๐Ÿ’กMeta is expanding its AI agent capabilities to compete with specialized research and presentation tools.

โšก 30-Second TL;DR

What Changed

Introduction of a dedicated 'Deep Research' mode for complex information gathering.

Why It Matters

These features signal Meta's intent to compete directly with specialized AI research and productivity tools, potentially reducing the need for third-party plugins. It marks a shift toward an 'all-in-one' agentic workflow within the Meta ecosystem.

What To Do Next

Monitor the Meta AI web interface for the rollout of these modes to evaluate if they can replace your current research or slide-generation workflows.

Who should care:Developers & AI Engineers

Key Points

  • โ€ขIntroduction of a dedicated 'Deep Research' mode for complex information gathering.
  • โ€ขNew 'Presentation' mode to automate the creation of slide decks.
  • โ€ขAddition of 'Social' mode to enhance interactive capabilities on the web interface.

๐Ÿง  Deep Insight

Web-grounded analysis with 23 cited sources.

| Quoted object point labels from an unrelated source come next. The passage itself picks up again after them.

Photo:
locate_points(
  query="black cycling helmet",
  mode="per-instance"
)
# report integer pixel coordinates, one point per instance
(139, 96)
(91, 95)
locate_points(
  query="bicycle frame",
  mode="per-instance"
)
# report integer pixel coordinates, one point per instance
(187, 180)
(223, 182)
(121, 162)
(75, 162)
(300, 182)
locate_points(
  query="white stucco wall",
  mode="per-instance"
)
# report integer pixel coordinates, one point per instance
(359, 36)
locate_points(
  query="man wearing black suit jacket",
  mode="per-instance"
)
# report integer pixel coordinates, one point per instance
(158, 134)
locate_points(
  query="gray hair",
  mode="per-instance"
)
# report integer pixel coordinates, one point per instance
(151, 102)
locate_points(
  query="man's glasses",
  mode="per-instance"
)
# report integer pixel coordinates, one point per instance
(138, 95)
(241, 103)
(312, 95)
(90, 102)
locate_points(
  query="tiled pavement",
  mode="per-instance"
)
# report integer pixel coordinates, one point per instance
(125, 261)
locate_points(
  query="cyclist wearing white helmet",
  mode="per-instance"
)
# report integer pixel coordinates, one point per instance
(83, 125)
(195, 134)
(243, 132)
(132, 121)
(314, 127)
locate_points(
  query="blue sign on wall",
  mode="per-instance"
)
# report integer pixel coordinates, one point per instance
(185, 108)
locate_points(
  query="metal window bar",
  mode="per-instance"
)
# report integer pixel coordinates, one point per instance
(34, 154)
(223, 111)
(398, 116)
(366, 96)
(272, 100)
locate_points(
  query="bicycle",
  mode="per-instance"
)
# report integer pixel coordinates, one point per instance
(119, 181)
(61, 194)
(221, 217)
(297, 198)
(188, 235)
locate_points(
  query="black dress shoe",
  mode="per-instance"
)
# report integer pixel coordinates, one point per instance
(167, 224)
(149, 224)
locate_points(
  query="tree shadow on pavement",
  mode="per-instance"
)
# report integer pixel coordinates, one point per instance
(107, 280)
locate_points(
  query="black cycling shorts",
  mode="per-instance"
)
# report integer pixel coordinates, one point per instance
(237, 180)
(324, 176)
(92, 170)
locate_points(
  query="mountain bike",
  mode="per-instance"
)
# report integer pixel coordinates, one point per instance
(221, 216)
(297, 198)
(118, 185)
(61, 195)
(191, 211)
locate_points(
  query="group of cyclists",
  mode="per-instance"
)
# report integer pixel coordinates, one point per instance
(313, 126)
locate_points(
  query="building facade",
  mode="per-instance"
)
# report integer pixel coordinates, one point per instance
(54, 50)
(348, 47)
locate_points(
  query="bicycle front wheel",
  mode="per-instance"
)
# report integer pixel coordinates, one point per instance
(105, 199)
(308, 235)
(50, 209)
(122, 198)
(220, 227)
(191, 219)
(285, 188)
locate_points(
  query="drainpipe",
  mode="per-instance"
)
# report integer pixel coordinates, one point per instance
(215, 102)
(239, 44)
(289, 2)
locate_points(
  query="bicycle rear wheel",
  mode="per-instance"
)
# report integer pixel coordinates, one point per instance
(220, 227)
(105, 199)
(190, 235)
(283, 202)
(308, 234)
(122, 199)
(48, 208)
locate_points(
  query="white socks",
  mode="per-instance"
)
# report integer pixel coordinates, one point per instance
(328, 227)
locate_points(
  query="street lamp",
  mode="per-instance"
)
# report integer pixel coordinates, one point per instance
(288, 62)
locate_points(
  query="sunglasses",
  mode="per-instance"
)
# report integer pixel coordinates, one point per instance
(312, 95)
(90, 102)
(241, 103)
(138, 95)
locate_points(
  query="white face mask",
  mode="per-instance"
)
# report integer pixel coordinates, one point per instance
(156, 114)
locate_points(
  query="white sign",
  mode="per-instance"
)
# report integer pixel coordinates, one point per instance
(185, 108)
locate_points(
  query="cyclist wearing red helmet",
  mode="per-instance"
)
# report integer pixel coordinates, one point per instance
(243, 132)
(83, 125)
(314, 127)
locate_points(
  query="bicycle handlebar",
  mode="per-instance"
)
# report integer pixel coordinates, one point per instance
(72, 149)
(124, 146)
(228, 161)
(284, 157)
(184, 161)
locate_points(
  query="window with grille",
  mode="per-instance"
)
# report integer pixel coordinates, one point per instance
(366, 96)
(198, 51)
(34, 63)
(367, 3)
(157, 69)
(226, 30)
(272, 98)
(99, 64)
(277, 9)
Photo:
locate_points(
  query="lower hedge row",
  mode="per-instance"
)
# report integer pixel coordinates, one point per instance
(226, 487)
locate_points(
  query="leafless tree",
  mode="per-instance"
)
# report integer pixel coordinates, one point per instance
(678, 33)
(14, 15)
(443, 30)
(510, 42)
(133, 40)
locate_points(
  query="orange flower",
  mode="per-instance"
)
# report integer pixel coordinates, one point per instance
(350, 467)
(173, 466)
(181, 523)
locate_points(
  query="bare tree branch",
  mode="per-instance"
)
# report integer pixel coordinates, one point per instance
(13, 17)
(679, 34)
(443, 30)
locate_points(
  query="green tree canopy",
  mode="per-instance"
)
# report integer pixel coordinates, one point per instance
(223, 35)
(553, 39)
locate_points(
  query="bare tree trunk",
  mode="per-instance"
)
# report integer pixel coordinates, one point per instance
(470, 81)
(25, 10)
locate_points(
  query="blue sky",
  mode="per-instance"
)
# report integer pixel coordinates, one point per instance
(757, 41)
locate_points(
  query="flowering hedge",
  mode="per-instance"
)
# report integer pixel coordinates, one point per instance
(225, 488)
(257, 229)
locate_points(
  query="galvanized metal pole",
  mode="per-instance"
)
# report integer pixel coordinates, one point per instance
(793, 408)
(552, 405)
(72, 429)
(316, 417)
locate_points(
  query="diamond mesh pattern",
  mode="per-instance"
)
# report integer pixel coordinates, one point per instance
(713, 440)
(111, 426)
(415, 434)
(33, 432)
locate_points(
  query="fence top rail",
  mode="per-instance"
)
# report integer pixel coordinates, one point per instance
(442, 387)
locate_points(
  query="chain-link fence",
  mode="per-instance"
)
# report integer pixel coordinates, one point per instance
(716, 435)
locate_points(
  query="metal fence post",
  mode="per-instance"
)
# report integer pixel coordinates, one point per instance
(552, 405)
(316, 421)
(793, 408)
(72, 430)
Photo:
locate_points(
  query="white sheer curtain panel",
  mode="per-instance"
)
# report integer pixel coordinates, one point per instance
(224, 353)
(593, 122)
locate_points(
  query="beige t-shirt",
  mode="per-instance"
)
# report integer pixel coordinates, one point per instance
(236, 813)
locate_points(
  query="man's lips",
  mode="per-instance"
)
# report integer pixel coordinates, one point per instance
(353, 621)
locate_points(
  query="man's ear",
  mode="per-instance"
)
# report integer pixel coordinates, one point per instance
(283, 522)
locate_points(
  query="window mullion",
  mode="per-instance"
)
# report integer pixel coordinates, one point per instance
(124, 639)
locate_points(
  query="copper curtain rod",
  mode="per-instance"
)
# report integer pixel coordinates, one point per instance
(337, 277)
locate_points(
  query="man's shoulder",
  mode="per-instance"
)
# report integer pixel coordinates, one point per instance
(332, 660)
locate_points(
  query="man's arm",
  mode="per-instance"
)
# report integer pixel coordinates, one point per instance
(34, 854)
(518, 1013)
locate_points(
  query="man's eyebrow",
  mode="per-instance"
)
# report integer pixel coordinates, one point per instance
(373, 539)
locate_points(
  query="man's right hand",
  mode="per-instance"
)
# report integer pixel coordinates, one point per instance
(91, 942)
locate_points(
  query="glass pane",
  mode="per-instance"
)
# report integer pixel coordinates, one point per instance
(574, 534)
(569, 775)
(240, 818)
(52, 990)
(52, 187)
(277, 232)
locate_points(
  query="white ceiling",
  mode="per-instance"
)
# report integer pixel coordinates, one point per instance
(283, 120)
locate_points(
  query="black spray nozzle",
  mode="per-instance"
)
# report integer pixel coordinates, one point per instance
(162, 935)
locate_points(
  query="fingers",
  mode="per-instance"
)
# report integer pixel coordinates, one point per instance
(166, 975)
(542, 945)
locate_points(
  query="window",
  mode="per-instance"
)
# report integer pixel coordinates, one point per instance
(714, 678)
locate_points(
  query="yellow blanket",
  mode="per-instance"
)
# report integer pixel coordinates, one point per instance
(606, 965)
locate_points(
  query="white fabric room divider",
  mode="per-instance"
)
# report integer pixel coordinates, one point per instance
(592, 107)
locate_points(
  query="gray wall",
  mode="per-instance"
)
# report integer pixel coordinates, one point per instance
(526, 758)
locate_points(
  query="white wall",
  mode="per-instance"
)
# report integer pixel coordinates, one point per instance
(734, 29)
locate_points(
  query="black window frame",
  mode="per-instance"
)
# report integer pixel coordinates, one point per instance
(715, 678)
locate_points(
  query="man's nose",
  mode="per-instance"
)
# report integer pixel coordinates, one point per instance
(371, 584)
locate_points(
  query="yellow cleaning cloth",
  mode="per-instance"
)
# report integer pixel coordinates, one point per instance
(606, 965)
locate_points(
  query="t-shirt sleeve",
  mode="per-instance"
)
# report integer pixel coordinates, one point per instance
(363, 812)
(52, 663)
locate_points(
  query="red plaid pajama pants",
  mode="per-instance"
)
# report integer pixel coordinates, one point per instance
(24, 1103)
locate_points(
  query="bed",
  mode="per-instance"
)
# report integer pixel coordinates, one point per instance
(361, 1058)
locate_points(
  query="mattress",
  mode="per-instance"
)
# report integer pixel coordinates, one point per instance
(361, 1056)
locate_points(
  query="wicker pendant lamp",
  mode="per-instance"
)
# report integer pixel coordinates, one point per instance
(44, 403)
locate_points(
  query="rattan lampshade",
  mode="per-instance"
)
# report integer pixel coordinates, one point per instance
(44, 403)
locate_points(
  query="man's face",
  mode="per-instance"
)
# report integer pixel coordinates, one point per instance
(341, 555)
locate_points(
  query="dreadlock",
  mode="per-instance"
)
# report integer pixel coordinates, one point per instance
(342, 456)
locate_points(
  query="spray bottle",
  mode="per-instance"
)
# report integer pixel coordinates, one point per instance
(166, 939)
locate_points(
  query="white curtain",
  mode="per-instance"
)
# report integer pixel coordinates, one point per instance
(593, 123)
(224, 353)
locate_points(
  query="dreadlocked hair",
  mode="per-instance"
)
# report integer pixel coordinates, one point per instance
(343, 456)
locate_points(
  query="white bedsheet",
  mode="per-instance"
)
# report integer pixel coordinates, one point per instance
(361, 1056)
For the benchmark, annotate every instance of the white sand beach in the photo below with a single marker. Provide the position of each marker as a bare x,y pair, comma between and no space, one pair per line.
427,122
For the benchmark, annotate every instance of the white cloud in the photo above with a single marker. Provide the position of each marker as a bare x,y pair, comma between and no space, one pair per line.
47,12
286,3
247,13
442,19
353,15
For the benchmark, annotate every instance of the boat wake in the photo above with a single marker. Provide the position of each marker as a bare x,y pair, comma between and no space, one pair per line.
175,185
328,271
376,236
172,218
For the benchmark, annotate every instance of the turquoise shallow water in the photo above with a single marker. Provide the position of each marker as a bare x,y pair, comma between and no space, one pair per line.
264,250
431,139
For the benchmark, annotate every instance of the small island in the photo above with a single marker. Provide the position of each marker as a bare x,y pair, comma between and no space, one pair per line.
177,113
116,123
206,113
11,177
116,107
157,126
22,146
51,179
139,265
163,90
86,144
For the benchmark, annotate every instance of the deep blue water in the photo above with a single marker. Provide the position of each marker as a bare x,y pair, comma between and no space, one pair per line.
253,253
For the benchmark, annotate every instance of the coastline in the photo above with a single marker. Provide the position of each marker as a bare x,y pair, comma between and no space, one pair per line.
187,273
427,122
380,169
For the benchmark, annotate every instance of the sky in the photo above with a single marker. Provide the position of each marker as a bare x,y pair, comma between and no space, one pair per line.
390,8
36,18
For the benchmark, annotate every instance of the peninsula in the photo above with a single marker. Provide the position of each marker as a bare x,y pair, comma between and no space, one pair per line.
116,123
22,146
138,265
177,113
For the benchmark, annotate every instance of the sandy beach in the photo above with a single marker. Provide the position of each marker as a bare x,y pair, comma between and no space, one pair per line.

๐Ÿ”‘ Enhanced Key Takeaways

  • โ€ขMeta AI's new modes are powered by its Llama family of large language models, with Llama 3, released in April 2024, demonstrating competitive performance against other leading AI models.
  • โ€ขThe AI assistant is deeply integrated across Meta's social platforms, including Facebook, Instagram, WhatsApp, and Messenger, and is also available as a standalone app, offering features like real-time conversational AI and image generation.
  • โ€ขBeyond software, Meta AI extends its functionality to hardware such as Ray-Ban Meta smartglasses, enabling hands-free interaction, live AI views, real-time translation, and the ability to control devices or ask questions about the surroundings.
  • โ€ขThe 'Social' mode is expected to leverage Meta AI's capability to cite public posts from Instagram, Facebook, and Threads, providing richer, context-aware responses and local recommendations tailored to a user's personal style.
  • โ€ขThe 'Deep Research' mode will enter a competitive landscape with existing AI research assistants like Google Gemini, ChatGPT, Perplexity AI, and specialized tools such as Elicit and Consensus, which offer features like structured data extraction and evidence-grounded answers.
๐Ÿ“Š Competitor Analysisโ–ธ Show
Feature/CategoryMeta AI (Deep Research/Presentation Modes)Google Gemini (Deep Research/Slides)ChatGPT (Deep Research)Gamma (Presentation Maker)Plus AI (Presentation Maker)
Primary Use CaseComplex info gathering, automated slide creation, social interactionResearch, summarization, content generation, slide draftingIn-depth research reports, content generationVersatile presentation creation, web-native designProfessional presentations, native integration with MS/Google Slides
Underlying ModelsLlama family (e.g., Llama 3)Gemini modelsGPT-4, GPT-5.5AI models (unspecified, but includes web search)AI models (unspecified)
IntegrationDeeply integrated into Meta apps (Facebook, Instagram, WhatsApp, Messenger), standalone app, Ray-Ban Meta glassesGoogle Workspace (Slides, Docs), standalone appStandalone app, desktop/mobile appsStandalone web platformGoogle Slides, PowerPoint add-on
Research CapabilitiesAims for complex information gathering, deep divesSpeed, clarity, high source counts (18-28 per task), smart summarizationFull (30 min) and lightweight (few min) reports, reasoning depth, detailed sourcing (7-27 sources)Agent can search the web, pull live data, generate fact-based slidesN/A (focused on presentations)
Presentation CapabilitiesAutomates slide deck creationDrafts slide text, summarizes docs, generates visuals in Slides editorCan generate basic slides (via chatbot)AI image generation, restyle decks, real-time collaborationGenerates full presentations/single slides, rewrites/reformats, creates charts/images
Pricing (Approx. Monthly)Free within Meta apps, standalone app (details for new modes not specified)Free plan (standard limits), AI Plus (2x limits), AI Pro (4x limits)Free (limited lightweight), Plus ($20), Team/Edu (10 full/15 lightweight), Pro (125 full/125 lightweight)Free (400 credits), Plus ($8-10), Pro ($15-20)Varies (often subscription-based, e.g., Plus AI for Google Slides)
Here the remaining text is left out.